NOW, on to the next possible storm. When I said last night that the 0z runs could bring some changes, I did not think we would see that much of a change. We did not see a BIG change in the modelling, but it is however enough for us to start worrying about snow for Saturday. Whether or not we get meaningful accumulation is in the air, at the moment…but let’s explain.

Right now the energy and system that will form our storm is coming into the West Coast. A 3/4 full sampling was achieved last night, and Today the models should have had 100% full sampling of it in all of its glory to help with the modelling. Consensus should come about tonight, and the details are up to the Short range guidance.

Above in black is the S branch, or piece of energy that will ultimately form our storm. The pink circle above is the UL Low that will steer the storm, or the trough. How these two piece interact are KEY to how our storm tracks. How the Southern Piece of NRG evolves and forms is key to how strong our storm will be. First step, we have the cold air. Along that boundary, our NRG will form the storm Friday night.

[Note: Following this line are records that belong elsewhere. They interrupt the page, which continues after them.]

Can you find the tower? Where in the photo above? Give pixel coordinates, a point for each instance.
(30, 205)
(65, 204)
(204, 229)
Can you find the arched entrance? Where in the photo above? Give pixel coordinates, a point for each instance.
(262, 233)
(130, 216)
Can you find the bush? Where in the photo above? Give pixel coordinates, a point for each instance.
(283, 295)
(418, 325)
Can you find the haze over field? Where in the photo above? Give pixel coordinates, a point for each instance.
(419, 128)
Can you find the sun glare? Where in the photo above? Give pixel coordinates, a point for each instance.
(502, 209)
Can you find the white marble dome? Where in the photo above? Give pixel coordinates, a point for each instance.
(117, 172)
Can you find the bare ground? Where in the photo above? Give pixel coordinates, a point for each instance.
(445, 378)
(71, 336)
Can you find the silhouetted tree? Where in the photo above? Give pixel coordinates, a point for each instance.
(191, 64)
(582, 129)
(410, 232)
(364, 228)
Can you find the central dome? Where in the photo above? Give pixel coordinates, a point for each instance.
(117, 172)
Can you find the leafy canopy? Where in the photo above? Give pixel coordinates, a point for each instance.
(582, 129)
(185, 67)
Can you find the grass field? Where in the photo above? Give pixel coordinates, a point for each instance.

For us, the key at this point is not the track of the storm. That is likely not going to change in any meaningful way. Of course, a shift W or E can mean a difference, but right now lets focus on the dynamics. One thing to note, is that this is not going to be a BIG storm for us. In no way. At best, we see a couple inches…the way things look right now. But lets take a look. The modelling has changed in subtle ways recently, not in the orientation or tracks of things, but in the strength of the energy. The stronger the energy, the stronger the storm, and the bigger the precipitation shield. We want as big of a precip shield as possible, because this means the snow can potentially reach us.

Here is our energy, storm moving ESE of the area, and UL trough to the NW of us with our storm out ahead of it. The area circled in Purple is important for us because it is the where the heaviest precipitation will fall, aided by a WSW fast flow and WSW Jet streak in the mid/upper levels. The STRONGER this is, and the further W it gets, the bigger the precipitation shield will be and the better chance for us to get meaningful snow. Jet streak below.

Right now, do not bet on anything other than possible light snow and a coating. Best areas, are again S and E of the region, LI, Cape Cod, ETC. For the SE this will be a big storm. If this changes we will let you know, we are definitely keeping a close eye on it as the trend for storms this year has been to go NW of original modelling. Please check back for updates!